I met my husband Noah when I was just 19 and there was something about us physically and spiritually that always just “made sense.” A deep bedrock of love that saw us through a lot of times when maybe our relationship made less logical sense. We now have two kids and we’re in the thick of it, in terms of, we’re life partners trying to steer a domestic ship in these very busy choppy waters of children, pandemic, moving houses, etc. Often the most loving thing we can do for each other is take the kids so the other one can have some space. But it remains this epic love and I’m grateful for it as the bedrock of my life which has a lot of moving parts. 

Credit: Jay Sansone

In 2020 you were on the Time Magazine list of “Most Influential People” of the year. Naomi Osaka, Kamala Harris and Mackenzie Scott also made that list. How does it feel to be part of such a special crew? 
I was utterly surprised about the Time 100 list, but it was also inspiring to me as an indication that what we think of as “influential” culturally is changing. I’m not loud-spoken, I’m not decisive, I’m often not what I think of as a leader, and still, in my dreamy, workaday way, it seems I can make work that is influential, and I love that.

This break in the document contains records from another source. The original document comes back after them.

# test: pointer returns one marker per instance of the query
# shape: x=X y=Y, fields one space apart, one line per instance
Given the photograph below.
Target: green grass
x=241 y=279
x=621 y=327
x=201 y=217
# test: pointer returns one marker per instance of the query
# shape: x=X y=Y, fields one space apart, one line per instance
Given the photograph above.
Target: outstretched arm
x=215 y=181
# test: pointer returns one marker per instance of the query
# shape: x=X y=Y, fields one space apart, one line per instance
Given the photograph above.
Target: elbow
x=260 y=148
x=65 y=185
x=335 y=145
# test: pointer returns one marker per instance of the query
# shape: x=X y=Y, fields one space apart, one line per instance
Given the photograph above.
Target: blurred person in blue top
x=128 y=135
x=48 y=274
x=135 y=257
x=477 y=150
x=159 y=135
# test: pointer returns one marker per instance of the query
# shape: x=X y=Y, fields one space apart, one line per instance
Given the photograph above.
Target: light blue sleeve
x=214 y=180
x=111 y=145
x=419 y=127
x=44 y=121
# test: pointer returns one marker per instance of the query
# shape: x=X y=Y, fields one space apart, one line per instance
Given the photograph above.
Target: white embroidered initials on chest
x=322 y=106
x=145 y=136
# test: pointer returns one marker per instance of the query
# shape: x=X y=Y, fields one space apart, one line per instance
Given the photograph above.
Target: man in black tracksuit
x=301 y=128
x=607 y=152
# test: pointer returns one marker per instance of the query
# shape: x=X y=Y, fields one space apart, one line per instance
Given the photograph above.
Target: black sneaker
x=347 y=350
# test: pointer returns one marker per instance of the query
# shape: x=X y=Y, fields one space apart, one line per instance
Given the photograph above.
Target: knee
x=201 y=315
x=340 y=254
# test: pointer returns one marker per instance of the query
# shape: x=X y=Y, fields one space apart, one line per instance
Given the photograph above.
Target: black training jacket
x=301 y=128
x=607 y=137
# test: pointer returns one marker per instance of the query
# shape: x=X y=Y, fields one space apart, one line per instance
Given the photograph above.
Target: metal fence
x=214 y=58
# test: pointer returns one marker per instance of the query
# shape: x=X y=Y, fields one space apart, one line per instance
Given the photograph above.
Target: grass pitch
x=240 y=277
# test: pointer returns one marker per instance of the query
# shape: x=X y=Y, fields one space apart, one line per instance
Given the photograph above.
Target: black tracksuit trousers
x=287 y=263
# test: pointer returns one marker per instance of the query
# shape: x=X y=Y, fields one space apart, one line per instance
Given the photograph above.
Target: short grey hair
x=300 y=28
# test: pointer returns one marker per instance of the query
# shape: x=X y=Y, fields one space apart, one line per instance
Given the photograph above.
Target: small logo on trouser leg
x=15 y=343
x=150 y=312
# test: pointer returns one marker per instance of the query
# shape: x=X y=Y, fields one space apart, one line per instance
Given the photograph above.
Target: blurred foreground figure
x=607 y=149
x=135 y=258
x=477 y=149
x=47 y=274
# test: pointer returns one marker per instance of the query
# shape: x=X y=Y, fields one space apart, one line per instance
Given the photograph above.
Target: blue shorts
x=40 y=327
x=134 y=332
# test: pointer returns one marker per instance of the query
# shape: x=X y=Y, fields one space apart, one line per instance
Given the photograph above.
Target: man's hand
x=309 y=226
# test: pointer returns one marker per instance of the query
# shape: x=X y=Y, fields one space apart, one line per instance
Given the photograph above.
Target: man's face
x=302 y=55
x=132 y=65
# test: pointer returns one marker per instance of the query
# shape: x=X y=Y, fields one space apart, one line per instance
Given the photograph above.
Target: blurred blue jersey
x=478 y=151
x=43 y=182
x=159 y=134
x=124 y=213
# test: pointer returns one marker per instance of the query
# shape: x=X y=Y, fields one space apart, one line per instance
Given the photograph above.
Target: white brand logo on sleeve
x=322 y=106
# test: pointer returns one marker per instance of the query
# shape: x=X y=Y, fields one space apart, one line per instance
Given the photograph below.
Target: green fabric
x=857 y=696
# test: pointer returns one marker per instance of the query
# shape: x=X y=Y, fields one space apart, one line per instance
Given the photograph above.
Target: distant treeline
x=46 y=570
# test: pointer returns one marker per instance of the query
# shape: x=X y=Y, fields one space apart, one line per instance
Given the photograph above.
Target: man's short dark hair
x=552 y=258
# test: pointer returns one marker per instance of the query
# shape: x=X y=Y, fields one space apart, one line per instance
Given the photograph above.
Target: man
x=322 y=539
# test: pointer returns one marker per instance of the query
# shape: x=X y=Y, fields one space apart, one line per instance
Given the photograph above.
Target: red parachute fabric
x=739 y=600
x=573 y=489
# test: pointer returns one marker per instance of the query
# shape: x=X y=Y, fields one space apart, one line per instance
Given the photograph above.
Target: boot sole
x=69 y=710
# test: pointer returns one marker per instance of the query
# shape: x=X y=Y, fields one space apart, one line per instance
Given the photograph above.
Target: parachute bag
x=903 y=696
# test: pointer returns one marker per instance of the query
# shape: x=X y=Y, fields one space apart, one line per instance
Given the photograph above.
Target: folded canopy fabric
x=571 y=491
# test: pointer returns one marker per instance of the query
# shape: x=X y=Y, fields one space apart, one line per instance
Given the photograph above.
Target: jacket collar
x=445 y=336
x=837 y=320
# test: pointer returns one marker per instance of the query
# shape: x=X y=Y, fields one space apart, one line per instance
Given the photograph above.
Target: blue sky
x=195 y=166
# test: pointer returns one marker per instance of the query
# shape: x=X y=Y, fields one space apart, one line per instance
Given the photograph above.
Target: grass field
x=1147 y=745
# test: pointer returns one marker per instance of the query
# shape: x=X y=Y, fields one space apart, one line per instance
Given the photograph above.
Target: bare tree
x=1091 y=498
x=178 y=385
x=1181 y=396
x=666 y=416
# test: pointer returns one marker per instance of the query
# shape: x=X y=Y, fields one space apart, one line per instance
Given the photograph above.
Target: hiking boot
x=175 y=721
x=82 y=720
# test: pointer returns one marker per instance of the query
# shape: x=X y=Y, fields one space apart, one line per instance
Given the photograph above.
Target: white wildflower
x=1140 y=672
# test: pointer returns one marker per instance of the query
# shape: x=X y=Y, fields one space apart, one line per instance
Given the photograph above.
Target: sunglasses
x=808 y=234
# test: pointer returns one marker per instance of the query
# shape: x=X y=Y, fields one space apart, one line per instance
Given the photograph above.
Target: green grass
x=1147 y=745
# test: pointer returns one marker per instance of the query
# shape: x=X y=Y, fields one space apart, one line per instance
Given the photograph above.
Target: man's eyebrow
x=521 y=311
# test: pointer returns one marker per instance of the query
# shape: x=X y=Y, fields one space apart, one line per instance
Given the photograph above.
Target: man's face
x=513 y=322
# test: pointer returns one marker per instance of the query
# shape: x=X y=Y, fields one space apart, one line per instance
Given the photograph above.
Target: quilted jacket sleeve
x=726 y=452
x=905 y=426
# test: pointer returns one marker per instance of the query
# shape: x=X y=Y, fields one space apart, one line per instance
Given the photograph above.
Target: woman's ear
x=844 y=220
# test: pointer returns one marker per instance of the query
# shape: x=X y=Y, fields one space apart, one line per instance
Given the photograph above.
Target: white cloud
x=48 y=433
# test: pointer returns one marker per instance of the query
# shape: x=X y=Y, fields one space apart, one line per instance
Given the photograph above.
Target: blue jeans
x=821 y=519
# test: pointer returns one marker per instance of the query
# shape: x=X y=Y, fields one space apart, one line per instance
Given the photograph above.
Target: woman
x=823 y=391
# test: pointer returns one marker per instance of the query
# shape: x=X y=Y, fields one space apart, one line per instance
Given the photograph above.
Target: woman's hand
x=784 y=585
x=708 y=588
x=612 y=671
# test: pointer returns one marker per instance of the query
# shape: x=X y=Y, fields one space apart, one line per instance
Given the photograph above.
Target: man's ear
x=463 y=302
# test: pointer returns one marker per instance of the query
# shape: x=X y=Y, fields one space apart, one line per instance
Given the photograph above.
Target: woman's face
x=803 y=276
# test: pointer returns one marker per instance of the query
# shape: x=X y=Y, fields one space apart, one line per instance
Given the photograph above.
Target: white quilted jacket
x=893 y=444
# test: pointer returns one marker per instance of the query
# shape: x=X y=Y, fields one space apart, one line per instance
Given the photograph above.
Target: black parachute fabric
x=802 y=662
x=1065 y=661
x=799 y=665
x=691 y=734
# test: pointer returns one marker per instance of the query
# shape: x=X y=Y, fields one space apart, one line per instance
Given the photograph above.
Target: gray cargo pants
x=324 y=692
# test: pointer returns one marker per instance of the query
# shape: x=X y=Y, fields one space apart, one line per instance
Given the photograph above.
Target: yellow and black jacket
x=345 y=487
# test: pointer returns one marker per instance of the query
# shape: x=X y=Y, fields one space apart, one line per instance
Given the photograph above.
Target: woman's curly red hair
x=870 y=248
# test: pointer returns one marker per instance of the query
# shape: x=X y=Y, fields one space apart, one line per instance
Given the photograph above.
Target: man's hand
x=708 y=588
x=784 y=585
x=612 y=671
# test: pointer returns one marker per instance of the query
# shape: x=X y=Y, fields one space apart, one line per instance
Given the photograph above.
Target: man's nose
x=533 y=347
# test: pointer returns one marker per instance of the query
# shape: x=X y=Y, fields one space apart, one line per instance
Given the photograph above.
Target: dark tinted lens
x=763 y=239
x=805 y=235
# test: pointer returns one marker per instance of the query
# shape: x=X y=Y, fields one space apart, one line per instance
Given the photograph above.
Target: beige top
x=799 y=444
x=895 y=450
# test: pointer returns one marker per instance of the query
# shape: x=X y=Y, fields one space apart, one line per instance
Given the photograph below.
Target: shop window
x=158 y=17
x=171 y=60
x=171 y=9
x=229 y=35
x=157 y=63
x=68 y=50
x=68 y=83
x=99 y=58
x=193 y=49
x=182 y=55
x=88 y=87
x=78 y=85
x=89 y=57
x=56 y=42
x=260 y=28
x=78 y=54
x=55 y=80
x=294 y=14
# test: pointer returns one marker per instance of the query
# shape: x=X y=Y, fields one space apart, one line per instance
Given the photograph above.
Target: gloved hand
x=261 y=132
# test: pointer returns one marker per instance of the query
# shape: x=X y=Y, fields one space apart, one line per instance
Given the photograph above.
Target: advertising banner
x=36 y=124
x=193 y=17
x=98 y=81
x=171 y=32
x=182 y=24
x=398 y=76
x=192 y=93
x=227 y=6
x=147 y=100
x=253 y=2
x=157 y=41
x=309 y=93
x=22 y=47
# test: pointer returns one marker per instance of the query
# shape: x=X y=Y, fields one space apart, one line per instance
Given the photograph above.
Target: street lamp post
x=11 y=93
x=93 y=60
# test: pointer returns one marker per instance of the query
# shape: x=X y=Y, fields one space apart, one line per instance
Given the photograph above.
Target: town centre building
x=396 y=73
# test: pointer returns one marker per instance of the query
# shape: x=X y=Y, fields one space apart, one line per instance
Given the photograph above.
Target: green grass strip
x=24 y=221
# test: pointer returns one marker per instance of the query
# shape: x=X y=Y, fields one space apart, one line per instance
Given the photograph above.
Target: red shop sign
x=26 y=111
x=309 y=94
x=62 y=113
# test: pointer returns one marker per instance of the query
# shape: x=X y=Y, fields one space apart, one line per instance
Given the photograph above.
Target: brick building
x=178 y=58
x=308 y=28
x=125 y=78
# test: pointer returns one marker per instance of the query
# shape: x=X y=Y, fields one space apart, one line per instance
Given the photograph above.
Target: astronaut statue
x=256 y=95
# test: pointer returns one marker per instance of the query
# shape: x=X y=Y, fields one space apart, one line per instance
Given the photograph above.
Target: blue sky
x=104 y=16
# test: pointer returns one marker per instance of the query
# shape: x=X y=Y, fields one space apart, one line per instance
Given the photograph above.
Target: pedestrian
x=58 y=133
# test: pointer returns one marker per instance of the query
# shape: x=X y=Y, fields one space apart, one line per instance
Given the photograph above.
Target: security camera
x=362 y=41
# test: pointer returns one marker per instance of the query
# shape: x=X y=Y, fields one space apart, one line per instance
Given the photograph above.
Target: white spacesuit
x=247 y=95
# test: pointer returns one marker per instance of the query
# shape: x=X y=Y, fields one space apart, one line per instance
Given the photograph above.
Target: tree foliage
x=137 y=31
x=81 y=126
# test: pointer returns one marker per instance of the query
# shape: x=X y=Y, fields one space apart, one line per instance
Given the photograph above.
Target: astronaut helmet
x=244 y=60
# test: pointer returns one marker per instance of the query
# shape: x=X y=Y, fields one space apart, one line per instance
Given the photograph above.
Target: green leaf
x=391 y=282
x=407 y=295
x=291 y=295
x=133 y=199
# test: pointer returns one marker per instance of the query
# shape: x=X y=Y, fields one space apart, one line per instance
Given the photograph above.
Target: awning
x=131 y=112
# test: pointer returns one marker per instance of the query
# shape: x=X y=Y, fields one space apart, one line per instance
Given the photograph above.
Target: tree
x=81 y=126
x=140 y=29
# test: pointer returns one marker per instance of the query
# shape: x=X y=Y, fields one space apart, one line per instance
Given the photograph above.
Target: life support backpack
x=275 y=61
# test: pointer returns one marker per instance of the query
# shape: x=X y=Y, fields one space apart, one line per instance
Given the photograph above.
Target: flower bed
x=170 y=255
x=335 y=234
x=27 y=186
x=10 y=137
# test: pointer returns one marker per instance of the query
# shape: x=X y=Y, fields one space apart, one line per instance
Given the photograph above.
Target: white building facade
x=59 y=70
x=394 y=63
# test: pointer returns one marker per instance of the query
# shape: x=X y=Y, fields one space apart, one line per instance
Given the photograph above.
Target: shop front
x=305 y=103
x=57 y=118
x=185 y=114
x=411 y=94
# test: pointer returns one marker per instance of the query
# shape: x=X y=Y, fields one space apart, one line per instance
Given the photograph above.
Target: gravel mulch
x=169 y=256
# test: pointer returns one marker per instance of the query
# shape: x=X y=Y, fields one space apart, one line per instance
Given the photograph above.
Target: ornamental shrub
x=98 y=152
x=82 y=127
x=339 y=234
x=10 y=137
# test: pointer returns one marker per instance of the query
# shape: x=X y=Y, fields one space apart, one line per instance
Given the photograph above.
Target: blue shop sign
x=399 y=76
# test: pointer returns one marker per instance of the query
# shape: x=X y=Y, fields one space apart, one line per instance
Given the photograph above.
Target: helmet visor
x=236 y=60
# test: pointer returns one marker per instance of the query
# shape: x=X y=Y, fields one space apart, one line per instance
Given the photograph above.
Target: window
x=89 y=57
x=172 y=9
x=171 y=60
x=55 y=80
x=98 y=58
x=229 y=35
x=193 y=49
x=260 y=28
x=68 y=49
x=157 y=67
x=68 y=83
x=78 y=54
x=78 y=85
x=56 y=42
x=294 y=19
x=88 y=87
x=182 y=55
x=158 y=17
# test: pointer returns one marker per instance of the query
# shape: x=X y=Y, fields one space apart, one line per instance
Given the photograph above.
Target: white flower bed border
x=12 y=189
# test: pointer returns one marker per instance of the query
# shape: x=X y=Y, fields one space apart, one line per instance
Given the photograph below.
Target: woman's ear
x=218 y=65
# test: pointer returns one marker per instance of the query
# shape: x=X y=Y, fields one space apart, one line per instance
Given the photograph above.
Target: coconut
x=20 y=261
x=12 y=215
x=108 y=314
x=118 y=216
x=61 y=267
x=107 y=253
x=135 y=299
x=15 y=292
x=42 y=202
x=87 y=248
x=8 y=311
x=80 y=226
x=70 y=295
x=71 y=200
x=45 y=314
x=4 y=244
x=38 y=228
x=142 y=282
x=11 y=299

They’re right when they say you’re the “queen of narrative folk song, poetry and balladry.” The “Brooklyn Bridge” song had me in tears. I believe it’s New York or nowhere (so our pandemic time move to California has been exigent). When I last saw you we were at the iHeart studio –- the city felt so much a part of you. Tell me more about who you are now.  
We lived seven years in New York, not quite consecutively, but my love affair with the city stretches way back before that, and I know it will never end. For me, beyond having been my home, it’s always been a mythic city, a city of dreams and ambitions and camaraderie and romance. “Brooklyn Bridge” was really just me letting myself write the love song to New York that I always felt but was too embarrassed to write while I lived there. 

You will head out on your U.S. and Europe tour. How is life on the road — now with another little one also. Are you a one-rollie-bag kind of girl that just makes it up as you go, or entourage heavy with lots of plans?
I’m in the middle seat of a van rolling from Hudson Valley to Iowa. The baby’s in the backseat (car seat) with her nanny, and I’m with two of our touring party, we’ll meet up with the rest of the band and crew and bus in the midwest. It feels like a miracle to be heading out on tour. 

We had to cancel our first seven shows due to the Omicron surge, but we’re hopeful that the numbers are going in the right direction and we and our audiences can feel safer gathering. I’ve done all kinds of touring, solo, bands, vans, sedans, I feel so grateful that we have a tour bus for this winter trip, and I can’t wait to hang out with these players who are also deep friends.

Lastly, what are you consuming – from television shows to films, to books, to other music, to art…
Honestly, especially with the little one around, what I read most are children’s books. Neil Gaiman is a badass children’s author in addition to his other work. But as I said I did dive back into some Anais Nin recently. Most of the art I consume is music, while I’m cooking or cleaning or hanging with the kids in the house. I’ve gone deep this year with Sylvan Esso, Watchhouse, Roger Miller, Christian Lee Hutson… My kids are also super into Rodgers & Hammerstein right now, and we’ve been having almost nightly dance parties to basically “Getting to Know You” and “Shall We Dance?” from The King & I and then we usually do Sylvan Esso after that.